WE ARE NOT ASKING YOU FOR A PROXY, AND YOU ARE REQUESTED NOT TO SEND US A PROXY.

 

No action is required by you. The accompanying information statement is furnished only to inform our stockholders of the actions described above before they take place in accordance with the requirements of United States federal securities laws. This Information Statement is being mailed on or about February 7, 2014 to all stockholders of record as of the close of business on January 30th, 2014. Pursuant to Rule 14(c)-2 under the Securities Exchange Act of 1934, as amended, the proposals will not be adopted until a date at least twenty (20) days after the date of this Information Statement has been mailed to our shareholders. This Information Statement is first mailed to you on or about February 7, 2014, to shareholders of record on January 30, 2014.

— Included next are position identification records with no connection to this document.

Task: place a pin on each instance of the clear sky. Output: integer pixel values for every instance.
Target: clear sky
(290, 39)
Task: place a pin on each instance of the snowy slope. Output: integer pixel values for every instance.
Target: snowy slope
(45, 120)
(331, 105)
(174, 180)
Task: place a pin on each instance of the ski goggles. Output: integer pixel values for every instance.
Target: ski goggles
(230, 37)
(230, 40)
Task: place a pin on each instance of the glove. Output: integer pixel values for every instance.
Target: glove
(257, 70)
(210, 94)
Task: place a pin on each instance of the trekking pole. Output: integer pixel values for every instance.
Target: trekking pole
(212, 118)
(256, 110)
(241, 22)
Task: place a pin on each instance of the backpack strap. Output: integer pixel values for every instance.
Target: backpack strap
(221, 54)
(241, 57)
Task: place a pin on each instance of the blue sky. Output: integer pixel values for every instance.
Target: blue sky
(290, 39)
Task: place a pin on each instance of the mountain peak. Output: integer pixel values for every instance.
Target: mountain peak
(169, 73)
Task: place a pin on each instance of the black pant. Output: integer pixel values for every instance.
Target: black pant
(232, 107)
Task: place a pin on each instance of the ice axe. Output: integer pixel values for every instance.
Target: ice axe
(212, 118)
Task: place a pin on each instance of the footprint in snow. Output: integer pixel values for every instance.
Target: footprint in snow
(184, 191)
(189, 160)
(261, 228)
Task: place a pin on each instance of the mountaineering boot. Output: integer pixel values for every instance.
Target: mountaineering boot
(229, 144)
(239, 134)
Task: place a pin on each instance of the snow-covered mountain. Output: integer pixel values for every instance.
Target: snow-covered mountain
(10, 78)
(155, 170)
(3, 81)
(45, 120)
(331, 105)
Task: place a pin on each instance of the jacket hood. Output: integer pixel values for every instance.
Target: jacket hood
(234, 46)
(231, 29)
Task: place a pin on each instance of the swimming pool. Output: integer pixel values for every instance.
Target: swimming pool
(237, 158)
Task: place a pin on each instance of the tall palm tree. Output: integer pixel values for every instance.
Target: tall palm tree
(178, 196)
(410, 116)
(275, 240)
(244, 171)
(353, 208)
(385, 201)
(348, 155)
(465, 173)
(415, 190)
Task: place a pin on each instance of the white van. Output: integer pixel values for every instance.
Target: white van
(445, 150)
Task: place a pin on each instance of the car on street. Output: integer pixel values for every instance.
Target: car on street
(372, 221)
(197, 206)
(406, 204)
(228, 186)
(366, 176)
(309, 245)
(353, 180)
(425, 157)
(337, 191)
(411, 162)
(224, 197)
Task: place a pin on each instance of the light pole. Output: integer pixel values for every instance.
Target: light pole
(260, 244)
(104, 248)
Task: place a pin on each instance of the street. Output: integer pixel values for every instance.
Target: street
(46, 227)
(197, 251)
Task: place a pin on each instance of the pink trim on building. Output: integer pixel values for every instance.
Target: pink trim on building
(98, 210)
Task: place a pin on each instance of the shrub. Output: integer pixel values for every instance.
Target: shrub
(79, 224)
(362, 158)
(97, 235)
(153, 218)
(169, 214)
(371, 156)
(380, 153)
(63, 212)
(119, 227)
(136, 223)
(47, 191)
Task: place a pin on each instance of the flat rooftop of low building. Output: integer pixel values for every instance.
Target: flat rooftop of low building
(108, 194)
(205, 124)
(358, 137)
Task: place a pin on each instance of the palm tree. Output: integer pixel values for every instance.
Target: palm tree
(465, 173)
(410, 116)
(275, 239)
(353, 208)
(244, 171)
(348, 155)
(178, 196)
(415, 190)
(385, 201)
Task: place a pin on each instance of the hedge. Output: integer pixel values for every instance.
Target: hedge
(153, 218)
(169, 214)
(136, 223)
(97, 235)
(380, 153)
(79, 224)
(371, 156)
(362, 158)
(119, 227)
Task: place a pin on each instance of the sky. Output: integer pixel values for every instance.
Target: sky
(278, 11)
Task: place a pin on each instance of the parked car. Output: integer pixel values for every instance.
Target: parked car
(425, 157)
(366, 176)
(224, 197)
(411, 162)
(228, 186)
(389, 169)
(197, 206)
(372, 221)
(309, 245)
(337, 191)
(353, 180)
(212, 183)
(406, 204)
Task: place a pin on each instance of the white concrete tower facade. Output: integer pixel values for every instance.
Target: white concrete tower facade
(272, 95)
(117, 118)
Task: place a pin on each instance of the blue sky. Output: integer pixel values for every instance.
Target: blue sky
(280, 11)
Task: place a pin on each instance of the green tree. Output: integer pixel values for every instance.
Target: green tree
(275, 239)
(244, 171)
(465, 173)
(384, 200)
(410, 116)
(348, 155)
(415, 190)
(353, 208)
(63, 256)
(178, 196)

Description of Amendment to Article 4 of the Articles of Incorporation.

The Company’s Articles of Incorporation are amended to increase the number of authorized shares of the Company’s Common Stock from 200,000,000 to 750,000,000. The first paragraph of Article 4 of the Company’s Articles of Incorporation is to be deleted in its entirety and amended so as to read as follows:

4.“The authorized capital stock of this corporation shall be seven hundred fifty million (750,000,000) shares of common stock, $.001 par value, and ten million (10,000,000) shares of preferred stock, $.001 par value.

The proposed Certificate of Amendment is attached hereto as Exhibit A.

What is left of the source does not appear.